All strains of PVY are spread locally by more than 50 aphid species (Hemiptera) in a non-persistent manner. Moreover, winged aphid adults can move long distances on air currents, spreading PVY between regional fields. This vectoring paradigm makes the use of insecticides ineffective for virus management. In addition to aphids, PVY can be spread efficiently within fields via mechanical means, such as plant-to-plant contact caused by wind or human activity. The most important source of primary inoculum is infected seed tubers, making certification of planting materials a paramount step in managing PVY.
Diagnosis of PVY by seed tuber certification agencies implements a multi-faceted workflow, but this workflow is not standardized between these agencies in the United States. This process typically includes a combination of pre-plant serological testing of tuber sprouts with ELISA and visual inspection of field-grown plants. Moreover, foliage is tested in the field during winter grow-out trials in locations such as Florida and Hawaii. Field tests are typically performed using a rapid serological diagnostic such as the ImmunoStrip® for detection of Potato virus Y. Molecular diagnostics such as qPCR are highly specific and sensitive. Nevertheless, the high throughput demands of tuber testing make widespread use of PCR cost prohibitive for certification purposes.

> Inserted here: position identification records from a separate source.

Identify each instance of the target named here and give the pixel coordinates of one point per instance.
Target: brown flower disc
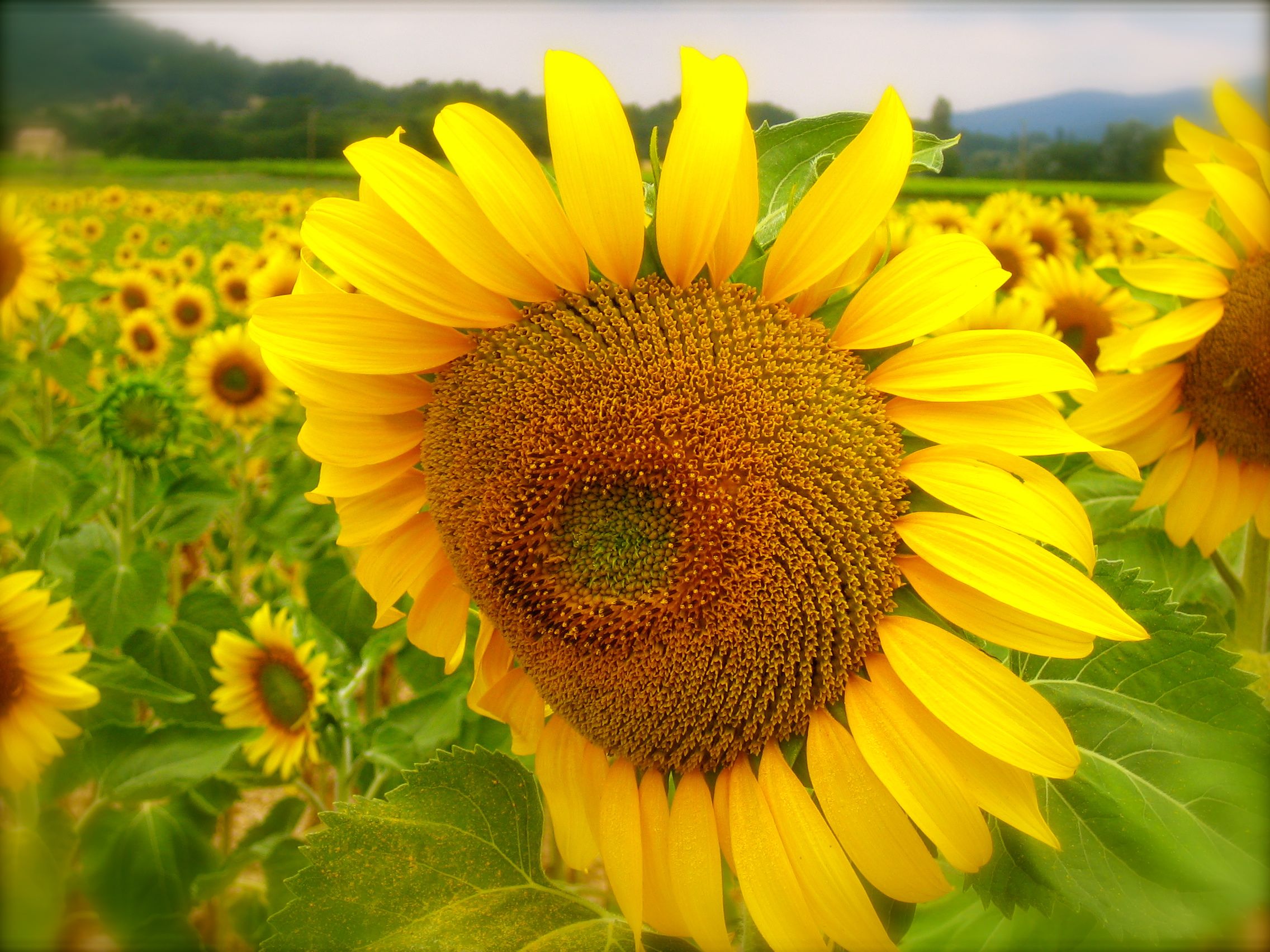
(677, 504)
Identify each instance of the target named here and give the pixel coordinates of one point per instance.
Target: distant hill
(1085, 113)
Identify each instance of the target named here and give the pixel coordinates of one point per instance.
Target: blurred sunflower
(189, 310)
(677, 494)
(230, 383)
(1192, 389)
(268, 682)
(144, 339)
(37, 679)
(1084, 306)
(29, 273)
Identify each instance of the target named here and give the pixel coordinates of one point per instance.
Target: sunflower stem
(1250, 611)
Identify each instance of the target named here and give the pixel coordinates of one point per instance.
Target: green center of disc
(615, 541)
(285, 693)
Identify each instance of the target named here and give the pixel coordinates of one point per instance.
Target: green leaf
(121, 673)
(793, 155)
(450, 861)
(32, 491)
(149, 764)
(1164, 827)
(116, 599)
(139, 865)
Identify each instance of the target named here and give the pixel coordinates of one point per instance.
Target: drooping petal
(508, 183)
(978, 697)
(833, 893)
(436, 203)
(1016, 572)
(774, 897)
(596, 165)
(700, 166)
(384, 257)
(845, 204)
(916, 772)
(696, 871)
(982, 365)
(355, 334)
(922, 288)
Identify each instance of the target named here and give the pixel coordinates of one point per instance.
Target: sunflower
(189, 310)
(1084, 306)
(233, 290)
(144, 338)
(36, 678)
(268, 682)
(135, 290)
(1191, 390)
(680, 502)
(29, 274)
(230, 383)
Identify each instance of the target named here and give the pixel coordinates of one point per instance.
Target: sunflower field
(689, 545)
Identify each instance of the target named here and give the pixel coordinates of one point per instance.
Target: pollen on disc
(677, 504)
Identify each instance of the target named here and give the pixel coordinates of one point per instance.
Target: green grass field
(338, 175)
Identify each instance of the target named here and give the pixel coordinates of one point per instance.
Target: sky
(812, 58)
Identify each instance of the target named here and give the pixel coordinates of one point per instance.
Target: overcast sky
(812, 58)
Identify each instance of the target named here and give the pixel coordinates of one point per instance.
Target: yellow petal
(700, 163)
(1128, 404)
(1191, 501)
(845, 204)
(1239, 117)
(767, 881)
(1023, 427)
(1189, 234)
(435, 203)
(367, 517)
(696, 872)
(838, 903)
(991, 620)
(596, 165)
(737, 229)
(355, 334)
(620, 843)
(978, 697)
(869, 823)
(507, 182)
(1177, 276)
(389, 565)
(1174, 334)
(1246, 197)
(1010, 569)
(356, 393)
(982, 365)
(358, 440)
(922, 288)
(1166, 475)
(661, 908)
(916, 772)
(384, 257)
(516, 702)
(1012, 493)
(559, 766)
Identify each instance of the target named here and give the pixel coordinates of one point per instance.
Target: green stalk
(1250, 610)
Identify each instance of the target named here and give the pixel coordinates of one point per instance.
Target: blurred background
(1072, 92)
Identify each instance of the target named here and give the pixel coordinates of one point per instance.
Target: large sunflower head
(144, 338)
(230, 383)
(37, 680)
(269, 682)
(139, 417)
(1191, 390)
(29, 274)
(679, 499)
(189, 310)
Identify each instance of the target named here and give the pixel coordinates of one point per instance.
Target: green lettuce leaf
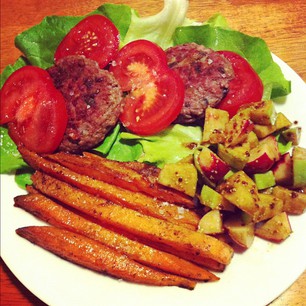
(168, 146)
(10, 157)
(8, 70)
(159, 28)
(39, 42)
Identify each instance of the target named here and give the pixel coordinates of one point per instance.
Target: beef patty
(206, 75)
(93, 98)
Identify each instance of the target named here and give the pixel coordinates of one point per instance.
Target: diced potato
(242, 234)
(237, 129)
(299, 167)
(214, 200)
(180, 176)
(263, 112)
(276, 229)
(264, 180)
(281, 122)
(214, 125)
(236, 157)
(294, 202)
(211, 223)
(241, 191)
(268, 206)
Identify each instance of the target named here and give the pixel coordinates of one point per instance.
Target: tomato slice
(246, 87)
(155, 94)
(95, 37)
(134, 58)
(34, 110)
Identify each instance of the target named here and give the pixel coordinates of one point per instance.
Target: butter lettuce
(168, 146)
(9, 155)
(167, 28)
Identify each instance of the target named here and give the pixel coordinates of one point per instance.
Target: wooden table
(281, 23)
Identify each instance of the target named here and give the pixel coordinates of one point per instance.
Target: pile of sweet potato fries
(115, 218)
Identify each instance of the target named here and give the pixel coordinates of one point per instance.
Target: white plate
(255, 277)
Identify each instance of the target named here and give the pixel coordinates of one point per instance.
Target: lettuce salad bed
(167, 28)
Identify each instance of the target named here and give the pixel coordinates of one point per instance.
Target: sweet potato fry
(134, 200)
(117, 173)
(95, 256)
(58, 216)
(178, 238)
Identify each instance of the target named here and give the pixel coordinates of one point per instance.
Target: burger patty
(93, 99)
(206, 75)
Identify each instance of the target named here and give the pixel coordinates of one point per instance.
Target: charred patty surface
(93, 98)
(206, 75)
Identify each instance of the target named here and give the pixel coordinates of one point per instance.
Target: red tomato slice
(34, 110)
(155, 93)
(133, 58)
(245, 88)
(95, 37)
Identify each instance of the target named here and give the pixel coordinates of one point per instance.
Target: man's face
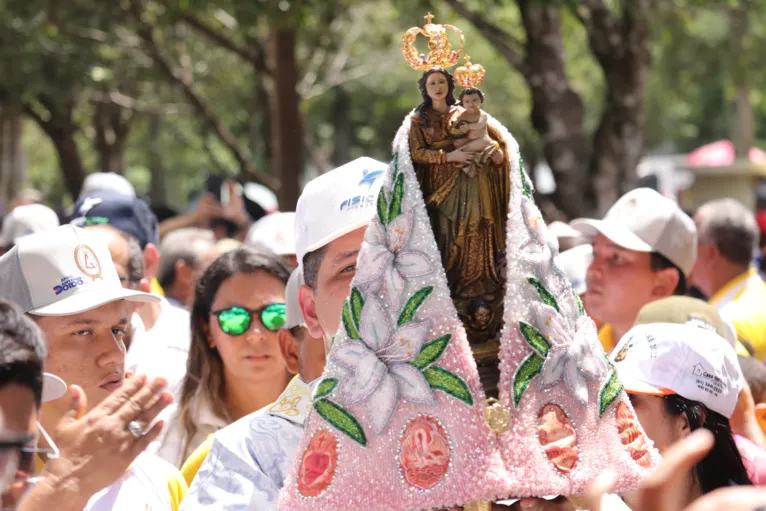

Agdia’s new AmplifyRP® XRT assay for detection of Potato virus Y is based on recombinase polymerase amplification (RPA). This technology promotes the rapid amplification and detection of nucleic acid targets, DNA or RNA, while maintaining a single operating temperature of 39o – 42oC. The AmplifyRP® XRT products achieve target sensitivity and specificity comparable to PCR, while having clear advantages over the lab-based technology. AmplifyRP® XRT products do not require a nucleic acid purification step; crude sample extracts are prepared using a simple extraction buffer and tested directly. This makes the testing process simple and saves the end user valuable time. Moreover, this facilitates the implementation of this technology at remote locations with limited resources. When paired with Agdia’s AmpliFire® isothermal fluorometer (Figure 3.), the XRT system is a rapid, user-friendly tool that can be implemented in the field or the lab by personnel with limited experience in molecular diagnostics.
Agdia states their new assay was screened against multiple strains of PVY, including PVYC, PVYO, PVYN, PVYO:C, PVYO+C, PVYO5, PVYNN, PVYNaN, PVYNTN, and PVYWilga, detecting all true positive samples of each strain. Moreover, exclusivity panels exhibited no cross reactivity with several common viral pathogens in potato, including Pepper mild mottle virus, Potato leaf roll virus, Potato mop top virus, Potato virus A, M, S, T, V, X, Tobacco etch virus, Tobacco rattle virus and Tomato spotted wilt virus. This assay exhibited sensitivity comparable to that observed with the published qPCR assay Agdia evaluated during validation. This assay contains an internal control and was developed to test leaf and sprout tissue.